Derivative-of-Gaussian filter

The following awk script will apply a gaussian filter to the rate of change ( derivative ) of the data.  This is simpler than doing two separate operations and provides a more accurate numerical estimation of the derivative than using two point “first difference”.

Since we know the analytical form of the derivative of the gaussian function, the derivative can be applied before making a quantised approximation for numerical processing of quantised data.

Analytically, since both the convolution and the derivative are linear operations they can be done in either order and produce identical results. This allows taking the derivative of the gaussian then doing a single convolution without loss of generality.

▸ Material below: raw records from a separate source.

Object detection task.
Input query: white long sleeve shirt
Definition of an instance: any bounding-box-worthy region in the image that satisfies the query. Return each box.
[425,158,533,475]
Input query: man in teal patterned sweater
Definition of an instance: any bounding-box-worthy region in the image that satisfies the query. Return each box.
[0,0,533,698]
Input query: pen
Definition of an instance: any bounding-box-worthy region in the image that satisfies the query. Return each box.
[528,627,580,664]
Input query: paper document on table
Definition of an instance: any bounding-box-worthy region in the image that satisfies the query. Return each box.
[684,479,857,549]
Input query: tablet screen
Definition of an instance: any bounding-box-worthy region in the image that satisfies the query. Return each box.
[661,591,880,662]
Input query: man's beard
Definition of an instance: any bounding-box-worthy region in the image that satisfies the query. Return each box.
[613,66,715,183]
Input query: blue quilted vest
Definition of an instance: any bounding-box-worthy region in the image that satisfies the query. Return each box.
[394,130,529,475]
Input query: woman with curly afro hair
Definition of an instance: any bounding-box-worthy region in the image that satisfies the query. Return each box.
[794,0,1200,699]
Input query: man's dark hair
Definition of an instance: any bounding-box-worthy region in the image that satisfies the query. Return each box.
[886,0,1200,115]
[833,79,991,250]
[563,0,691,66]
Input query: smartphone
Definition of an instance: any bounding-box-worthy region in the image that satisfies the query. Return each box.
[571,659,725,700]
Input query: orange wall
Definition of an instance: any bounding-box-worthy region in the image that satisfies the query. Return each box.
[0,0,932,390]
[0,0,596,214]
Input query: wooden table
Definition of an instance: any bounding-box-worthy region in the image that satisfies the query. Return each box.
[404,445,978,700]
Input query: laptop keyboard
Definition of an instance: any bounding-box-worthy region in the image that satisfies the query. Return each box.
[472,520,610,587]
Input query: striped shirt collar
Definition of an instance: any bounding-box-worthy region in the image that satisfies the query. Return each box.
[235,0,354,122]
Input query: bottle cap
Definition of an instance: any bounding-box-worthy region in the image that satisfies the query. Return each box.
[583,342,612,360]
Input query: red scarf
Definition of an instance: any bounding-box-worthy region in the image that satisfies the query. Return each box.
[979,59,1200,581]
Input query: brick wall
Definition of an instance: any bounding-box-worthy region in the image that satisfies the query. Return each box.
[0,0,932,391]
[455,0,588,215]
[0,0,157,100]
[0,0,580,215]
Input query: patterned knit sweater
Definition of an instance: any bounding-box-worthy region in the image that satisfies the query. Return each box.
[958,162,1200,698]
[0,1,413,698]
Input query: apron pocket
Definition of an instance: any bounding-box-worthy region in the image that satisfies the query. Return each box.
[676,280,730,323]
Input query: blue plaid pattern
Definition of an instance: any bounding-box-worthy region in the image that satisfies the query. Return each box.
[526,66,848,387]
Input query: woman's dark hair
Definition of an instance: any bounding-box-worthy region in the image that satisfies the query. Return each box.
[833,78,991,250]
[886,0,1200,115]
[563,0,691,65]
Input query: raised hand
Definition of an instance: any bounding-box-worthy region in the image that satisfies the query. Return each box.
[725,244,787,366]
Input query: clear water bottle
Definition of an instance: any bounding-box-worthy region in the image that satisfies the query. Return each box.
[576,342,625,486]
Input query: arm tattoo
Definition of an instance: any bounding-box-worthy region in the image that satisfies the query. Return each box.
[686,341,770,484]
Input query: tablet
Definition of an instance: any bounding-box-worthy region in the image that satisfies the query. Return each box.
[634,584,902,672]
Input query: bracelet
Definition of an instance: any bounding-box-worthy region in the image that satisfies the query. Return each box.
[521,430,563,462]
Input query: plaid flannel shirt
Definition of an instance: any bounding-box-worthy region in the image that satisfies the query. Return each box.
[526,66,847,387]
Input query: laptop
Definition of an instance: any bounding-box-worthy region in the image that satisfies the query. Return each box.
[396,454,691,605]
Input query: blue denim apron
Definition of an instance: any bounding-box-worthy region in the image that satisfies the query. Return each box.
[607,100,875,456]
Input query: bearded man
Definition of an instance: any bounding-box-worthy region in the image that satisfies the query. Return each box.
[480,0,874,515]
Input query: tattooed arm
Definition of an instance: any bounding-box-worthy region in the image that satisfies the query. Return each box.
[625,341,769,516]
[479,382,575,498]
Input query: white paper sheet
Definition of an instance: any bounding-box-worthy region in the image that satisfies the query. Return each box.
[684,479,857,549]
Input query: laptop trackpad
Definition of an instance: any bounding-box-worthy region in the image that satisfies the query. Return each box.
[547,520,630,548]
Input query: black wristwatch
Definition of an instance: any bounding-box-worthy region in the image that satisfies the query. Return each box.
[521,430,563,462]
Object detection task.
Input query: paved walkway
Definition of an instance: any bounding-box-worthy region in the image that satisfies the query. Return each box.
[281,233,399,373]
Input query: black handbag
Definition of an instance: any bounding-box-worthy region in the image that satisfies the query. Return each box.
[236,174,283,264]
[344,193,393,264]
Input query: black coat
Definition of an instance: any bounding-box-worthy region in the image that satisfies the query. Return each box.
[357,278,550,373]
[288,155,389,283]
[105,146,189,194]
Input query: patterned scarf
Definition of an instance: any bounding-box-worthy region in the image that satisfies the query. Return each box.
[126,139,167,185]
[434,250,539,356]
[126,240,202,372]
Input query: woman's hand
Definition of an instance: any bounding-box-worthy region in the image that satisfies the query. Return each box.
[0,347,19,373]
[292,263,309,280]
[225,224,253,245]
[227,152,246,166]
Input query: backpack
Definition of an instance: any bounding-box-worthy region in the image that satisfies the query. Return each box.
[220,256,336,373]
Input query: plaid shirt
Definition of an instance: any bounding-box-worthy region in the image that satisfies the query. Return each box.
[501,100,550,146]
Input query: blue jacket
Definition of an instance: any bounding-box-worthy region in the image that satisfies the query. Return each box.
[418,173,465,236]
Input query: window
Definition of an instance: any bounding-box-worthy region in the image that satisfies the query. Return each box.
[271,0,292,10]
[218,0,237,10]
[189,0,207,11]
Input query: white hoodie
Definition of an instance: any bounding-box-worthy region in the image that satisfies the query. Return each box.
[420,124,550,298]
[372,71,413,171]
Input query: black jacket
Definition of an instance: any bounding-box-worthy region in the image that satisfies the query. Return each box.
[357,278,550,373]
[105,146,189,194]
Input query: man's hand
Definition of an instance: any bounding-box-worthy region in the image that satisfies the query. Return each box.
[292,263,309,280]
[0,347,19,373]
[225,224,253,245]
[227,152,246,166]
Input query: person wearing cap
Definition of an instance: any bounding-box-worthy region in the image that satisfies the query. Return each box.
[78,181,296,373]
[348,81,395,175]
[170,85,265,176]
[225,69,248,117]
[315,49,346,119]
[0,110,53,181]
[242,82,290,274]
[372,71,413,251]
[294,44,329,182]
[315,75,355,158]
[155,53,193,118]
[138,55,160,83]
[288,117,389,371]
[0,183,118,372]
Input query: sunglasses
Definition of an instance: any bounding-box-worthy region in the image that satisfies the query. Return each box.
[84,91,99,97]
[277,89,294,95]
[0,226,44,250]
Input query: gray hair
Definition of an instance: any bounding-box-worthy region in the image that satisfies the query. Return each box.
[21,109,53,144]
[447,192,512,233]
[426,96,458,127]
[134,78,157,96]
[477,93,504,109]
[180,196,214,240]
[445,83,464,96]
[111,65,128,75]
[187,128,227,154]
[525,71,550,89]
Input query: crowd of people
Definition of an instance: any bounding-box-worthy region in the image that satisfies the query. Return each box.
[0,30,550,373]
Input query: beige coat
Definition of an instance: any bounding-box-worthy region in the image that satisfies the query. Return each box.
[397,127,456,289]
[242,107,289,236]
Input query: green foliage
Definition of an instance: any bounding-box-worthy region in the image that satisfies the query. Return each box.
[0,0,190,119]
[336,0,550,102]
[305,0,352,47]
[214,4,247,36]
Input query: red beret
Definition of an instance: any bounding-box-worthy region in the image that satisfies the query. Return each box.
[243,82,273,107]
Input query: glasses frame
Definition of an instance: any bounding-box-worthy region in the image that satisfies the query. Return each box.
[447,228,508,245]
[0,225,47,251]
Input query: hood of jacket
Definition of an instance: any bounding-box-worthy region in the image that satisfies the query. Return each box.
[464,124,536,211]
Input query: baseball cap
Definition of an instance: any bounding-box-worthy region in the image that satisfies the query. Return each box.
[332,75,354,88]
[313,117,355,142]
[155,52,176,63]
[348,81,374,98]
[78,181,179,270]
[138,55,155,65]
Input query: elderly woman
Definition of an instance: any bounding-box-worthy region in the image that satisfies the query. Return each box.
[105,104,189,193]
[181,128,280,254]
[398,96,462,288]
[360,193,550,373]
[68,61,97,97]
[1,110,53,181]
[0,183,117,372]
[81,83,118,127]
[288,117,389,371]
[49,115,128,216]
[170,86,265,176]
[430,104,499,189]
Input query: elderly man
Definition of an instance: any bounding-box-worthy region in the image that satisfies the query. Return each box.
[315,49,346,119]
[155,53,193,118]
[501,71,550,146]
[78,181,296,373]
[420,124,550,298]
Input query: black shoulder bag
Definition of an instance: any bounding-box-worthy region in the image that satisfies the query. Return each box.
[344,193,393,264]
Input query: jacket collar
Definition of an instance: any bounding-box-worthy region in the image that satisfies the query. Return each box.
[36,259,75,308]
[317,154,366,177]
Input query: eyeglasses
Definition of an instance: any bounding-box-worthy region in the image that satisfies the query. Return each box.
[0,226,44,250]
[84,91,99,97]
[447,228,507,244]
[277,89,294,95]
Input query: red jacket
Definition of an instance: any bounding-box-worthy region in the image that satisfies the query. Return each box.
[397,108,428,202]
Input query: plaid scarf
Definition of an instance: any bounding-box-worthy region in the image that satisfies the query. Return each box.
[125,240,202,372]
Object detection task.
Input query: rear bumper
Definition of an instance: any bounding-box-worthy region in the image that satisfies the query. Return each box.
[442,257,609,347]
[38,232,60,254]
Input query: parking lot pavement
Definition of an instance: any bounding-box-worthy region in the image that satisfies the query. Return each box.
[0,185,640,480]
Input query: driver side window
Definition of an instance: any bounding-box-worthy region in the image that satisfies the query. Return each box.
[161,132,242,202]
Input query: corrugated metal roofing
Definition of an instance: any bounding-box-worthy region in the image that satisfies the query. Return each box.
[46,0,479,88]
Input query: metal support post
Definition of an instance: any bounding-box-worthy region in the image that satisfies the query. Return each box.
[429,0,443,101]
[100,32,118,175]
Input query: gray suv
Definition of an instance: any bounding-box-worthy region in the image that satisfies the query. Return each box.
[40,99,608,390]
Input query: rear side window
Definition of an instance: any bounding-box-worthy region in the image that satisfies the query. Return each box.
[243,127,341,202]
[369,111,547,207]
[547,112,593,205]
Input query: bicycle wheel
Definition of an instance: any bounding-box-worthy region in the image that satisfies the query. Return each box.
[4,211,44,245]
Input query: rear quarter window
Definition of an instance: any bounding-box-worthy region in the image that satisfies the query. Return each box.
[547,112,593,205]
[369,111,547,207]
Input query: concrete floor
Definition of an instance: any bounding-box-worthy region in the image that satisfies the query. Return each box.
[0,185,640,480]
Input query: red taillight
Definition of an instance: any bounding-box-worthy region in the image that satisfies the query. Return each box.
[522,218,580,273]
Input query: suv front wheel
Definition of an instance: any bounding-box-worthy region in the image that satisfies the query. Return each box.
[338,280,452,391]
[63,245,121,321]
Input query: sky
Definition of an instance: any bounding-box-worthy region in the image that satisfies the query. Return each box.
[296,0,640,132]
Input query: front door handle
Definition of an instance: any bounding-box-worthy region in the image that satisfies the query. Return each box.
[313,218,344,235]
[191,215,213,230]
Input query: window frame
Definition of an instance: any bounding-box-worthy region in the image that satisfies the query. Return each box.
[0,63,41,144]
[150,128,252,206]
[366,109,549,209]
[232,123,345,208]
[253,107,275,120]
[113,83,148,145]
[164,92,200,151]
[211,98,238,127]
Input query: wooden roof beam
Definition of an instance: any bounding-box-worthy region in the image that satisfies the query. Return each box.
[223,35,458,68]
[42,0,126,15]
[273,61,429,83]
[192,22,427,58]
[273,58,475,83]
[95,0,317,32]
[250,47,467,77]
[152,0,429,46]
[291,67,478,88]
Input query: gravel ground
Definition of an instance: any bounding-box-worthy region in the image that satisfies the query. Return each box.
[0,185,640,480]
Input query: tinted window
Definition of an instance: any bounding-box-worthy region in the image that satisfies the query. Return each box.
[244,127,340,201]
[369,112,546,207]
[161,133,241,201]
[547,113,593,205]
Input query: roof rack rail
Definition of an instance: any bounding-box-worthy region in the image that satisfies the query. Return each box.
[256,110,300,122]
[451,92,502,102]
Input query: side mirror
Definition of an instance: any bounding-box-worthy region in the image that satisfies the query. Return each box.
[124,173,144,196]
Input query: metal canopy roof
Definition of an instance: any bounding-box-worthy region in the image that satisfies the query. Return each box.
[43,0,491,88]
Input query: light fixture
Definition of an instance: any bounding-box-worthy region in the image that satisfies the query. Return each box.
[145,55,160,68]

There is still the inaccuracy of approximating the infinite gaussian function by a finite, quantised kernel but there is no loss of accuracy from also approximating the derivative. Thus the result is mathematically more accurate than using the first difference and then a gaussian filter.

The usual 3-sigma window for a gaussian filter is slightly extended to maintain similar accuracy in the D-o-G filter.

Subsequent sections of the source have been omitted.